L’année suivante, nous devions apprendre Le malade imaginaire de Molière. Ce fut un plaisir. En plus de mon rôle, je devais donner la réplique à deux de mes camarades. Je tenais le rôle d’Angélique, de Toinette et d’Argan. Ce fut un délice.
Nous sommes allées rue Blanche voir cette pièce jouée par des élèves comédiens de nos âges. Dans des habits d’époque, elles étaient maquillées, poudrées, gesticulaient et parlaient fort. C’était très drôle.
Je garde toujours le regret de n’avoir pas pu m’inscrire  pour suivre des cours de théâtre. Aurais-je réussi à en faire mon métier ? Je ne sais pas mais pendant trois ans au moins j’aurais fait ce qui me plaisait et cru à un avenir rêvé.
J’ai trouvé l’Avare de Molière, joué par Louis de Funès, également formidable. On aurait dit le rôle écrit pour lui.
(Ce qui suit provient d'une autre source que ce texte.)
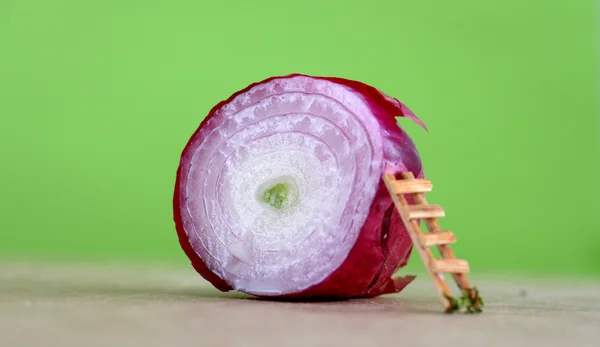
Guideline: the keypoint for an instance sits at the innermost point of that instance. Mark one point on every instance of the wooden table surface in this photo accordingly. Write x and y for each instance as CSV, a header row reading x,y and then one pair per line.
x,y
88,306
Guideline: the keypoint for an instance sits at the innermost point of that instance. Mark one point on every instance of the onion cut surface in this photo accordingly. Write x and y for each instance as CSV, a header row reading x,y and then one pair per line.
x,y
279,190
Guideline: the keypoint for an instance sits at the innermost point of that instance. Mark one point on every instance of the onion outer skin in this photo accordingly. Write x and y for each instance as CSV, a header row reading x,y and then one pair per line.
x,y
383,245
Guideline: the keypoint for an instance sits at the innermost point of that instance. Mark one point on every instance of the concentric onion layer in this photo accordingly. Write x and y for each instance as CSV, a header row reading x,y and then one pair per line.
x,y
321,143
317,137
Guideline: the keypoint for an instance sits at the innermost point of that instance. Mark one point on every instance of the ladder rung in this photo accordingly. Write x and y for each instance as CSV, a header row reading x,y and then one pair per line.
x,y
451,266
435,239
424,211
411,186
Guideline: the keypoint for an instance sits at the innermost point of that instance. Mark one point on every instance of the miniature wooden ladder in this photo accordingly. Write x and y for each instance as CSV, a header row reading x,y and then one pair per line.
x,y
410,214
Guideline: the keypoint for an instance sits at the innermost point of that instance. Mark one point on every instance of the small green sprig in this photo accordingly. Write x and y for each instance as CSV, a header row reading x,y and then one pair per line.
x,y
470,301
276,196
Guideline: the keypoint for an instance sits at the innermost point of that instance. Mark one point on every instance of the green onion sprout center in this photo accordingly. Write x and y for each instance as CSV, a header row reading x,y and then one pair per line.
x,y
276,195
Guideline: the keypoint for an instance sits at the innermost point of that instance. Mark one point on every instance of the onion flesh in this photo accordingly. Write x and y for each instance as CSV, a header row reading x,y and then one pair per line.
x,y
279,190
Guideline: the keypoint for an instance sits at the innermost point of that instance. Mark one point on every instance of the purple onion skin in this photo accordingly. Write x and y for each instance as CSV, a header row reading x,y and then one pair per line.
x,y
383,245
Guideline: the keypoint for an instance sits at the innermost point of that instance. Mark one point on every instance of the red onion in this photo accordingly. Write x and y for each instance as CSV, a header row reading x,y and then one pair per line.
x,y
279,191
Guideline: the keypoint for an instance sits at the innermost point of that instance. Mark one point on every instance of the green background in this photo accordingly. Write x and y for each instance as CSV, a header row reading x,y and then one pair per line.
x,y
98,98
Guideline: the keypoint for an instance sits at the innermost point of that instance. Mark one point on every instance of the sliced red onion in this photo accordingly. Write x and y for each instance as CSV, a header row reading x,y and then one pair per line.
x,y
279,191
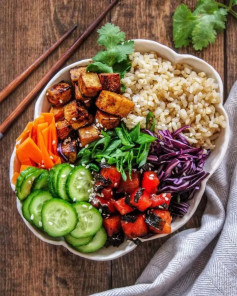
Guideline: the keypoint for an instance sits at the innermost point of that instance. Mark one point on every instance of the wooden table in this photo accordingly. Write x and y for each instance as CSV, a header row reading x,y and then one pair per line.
x,y
27,265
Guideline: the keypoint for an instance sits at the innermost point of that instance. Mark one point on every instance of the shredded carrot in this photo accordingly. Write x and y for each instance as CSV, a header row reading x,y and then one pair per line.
x,y
37,144
47,161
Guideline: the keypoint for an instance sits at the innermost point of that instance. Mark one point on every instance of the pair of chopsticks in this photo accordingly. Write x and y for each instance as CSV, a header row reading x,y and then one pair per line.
x,y
16,82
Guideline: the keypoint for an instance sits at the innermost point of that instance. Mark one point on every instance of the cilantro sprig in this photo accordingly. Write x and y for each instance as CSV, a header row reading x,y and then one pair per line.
x,y
115,57
126,149
201,26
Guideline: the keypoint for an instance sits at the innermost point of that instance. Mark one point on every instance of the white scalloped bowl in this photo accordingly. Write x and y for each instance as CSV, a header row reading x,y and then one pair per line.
x,y
211,165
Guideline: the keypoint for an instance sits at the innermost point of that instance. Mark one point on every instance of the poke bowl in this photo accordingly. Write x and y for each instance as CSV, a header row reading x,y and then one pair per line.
x,y
161,53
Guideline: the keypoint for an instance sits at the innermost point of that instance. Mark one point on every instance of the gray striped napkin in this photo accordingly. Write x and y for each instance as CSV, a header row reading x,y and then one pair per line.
x,y
200,261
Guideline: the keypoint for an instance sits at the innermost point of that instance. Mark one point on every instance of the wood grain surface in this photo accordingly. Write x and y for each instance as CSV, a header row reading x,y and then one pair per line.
x,y
27,28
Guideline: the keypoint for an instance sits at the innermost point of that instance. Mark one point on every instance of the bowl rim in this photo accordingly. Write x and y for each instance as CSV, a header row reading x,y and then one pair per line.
x,y
176,58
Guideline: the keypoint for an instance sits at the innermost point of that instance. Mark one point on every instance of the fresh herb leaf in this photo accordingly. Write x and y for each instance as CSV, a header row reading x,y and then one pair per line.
x,y
115,57
135,132
150,116
145,138
202,25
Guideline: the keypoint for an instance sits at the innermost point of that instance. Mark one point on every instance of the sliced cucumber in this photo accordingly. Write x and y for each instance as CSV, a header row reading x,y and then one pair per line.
x,y
59,217
79,184
95,244
22,175
26,184
76,242
89,220
41,182
25,206
35,207
61,181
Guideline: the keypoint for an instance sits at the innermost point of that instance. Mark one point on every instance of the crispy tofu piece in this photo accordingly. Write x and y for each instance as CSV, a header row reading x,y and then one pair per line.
x,y
79,97
105,120
113,103
69,149
110,81
83,122
74,112
63,129
75,74
59,94
58,113
88,134
89,84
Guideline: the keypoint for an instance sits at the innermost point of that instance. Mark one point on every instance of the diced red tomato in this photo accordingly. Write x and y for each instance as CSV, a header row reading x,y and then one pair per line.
x,y
129,186
135,229
161,200
112,225
165,222
150,182
102,202
107,193
122,207
140,199
112,174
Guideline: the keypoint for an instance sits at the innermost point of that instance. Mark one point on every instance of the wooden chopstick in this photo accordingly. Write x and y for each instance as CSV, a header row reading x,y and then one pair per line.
x,y
20,108
19,79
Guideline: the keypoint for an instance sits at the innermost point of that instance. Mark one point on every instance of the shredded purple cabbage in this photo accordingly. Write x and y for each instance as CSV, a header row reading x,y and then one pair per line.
x,y
179,167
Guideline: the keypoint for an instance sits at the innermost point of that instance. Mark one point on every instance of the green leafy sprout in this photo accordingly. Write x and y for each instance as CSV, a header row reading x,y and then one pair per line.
x,y
201,26
126,149
115,57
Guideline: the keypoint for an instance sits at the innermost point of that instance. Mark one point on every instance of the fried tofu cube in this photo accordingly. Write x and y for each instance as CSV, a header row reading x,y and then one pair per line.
x,y
59,94
88,134
75,74
110,81
89,84
82,123
69,149
58,113
74,112
113,103
63,129
79,97
105,120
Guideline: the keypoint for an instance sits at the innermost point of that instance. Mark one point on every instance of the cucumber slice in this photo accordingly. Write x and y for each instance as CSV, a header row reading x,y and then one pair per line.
x,y
76,242
95,244
26,204
59,217
79,184
41,182
35,207
26,184
89,220
22,175
61,181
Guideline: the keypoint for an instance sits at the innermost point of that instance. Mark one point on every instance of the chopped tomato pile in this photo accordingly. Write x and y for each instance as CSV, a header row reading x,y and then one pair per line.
x,y
131,208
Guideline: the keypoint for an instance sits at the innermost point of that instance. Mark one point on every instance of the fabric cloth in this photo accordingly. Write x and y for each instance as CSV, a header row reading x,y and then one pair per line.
x,y
200,261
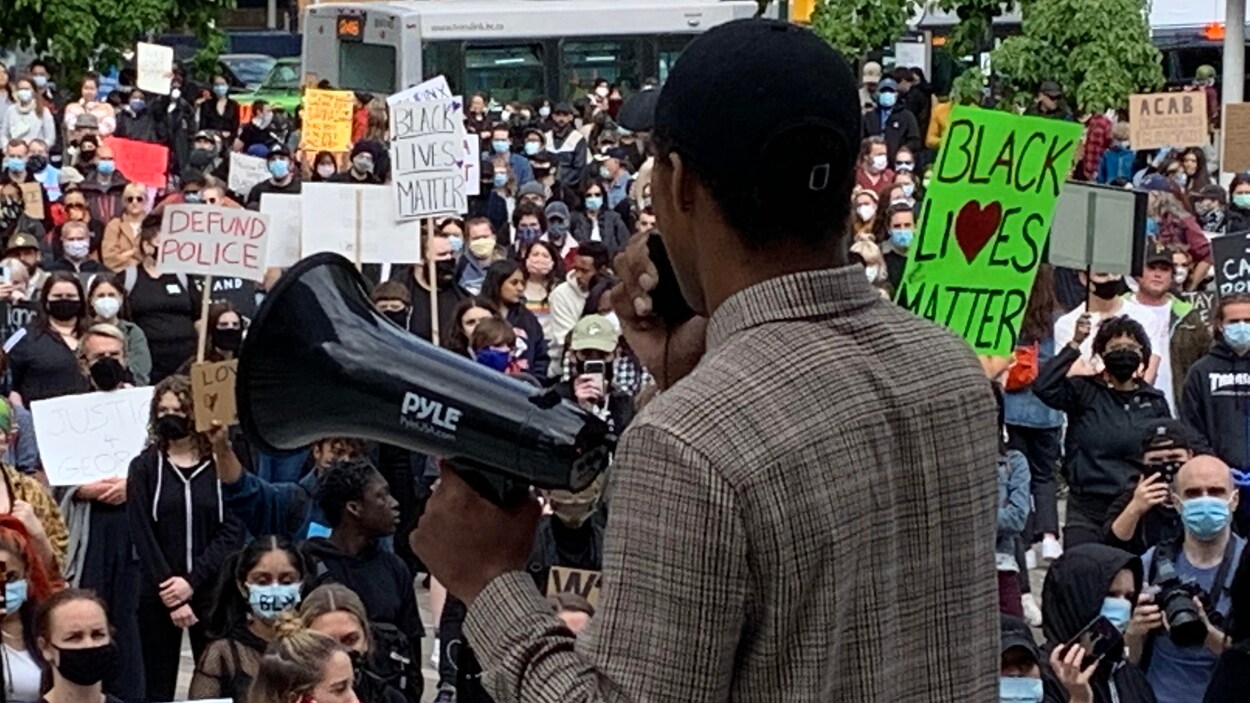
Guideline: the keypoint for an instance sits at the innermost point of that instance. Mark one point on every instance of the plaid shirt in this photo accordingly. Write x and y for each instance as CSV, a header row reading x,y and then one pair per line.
x,y
803,532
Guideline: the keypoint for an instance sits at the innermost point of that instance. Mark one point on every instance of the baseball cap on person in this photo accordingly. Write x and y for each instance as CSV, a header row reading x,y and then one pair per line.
x,y
594,333
781,83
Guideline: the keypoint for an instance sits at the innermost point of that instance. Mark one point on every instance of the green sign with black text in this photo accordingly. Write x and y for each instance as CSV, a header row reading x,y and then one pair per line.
x,y
984,223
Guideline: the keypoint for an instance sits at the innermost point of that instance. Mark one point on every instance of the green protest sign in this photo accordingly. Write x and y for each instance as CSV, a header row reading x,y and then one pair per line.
x,y
984,223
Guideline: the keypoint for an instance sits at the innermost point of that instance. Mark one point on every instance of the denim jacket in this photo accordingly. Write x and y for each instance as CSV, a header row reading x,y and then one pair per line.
x,y
1023,408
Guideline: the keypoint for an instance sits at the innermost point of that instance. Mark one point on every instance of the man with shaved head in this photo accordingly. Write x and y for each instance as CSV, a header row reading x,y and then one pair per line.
x,y
1208,556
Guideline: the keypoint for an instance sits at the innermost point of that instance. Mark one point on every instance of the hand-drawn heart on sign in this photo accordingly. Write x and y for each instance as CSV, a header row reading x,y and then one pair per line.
x,y
975,227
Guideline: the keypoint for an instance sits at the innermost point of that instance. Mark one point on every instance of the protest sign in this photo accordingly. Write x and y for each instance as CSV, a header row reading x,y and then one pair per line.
x,y
428,154
140,161
326,120
284,228
33,199
1236,138
1203,302
1231,254
580,582
1168,119
154,68
213,388
328,212
246,171
210,240
985,222
91,437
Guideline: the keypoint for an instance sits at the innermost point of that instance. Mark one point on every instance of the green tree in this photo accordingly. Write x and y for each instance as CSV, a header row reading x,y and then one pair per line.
x,y
80,31
858,26
1099,51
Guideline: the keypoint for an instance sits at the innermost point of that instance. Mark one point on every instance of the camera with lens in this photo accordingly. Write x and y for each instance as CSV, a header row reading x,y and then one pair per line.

J’aime le théâtre de boulevard, les pièces sont amusantes et le dénouement souvent inattendu. Les émissions « Au théâtre ce soir » étaient un vrai bonheur et il est dommage qu’elles aient été supprimées car on allait ensuite se coucher détendu et riant encore des répliques.
Jacqueline Maillan, Maria Pacôme ou Marthe Mercadier nous ont bien fait rire. La dernière pièce que j’ai vu 13 à table était jouée par Marthe Mercadier et était pleine de rebondissements. Une pièce comme La cage aux folles est toujours et encore un régal.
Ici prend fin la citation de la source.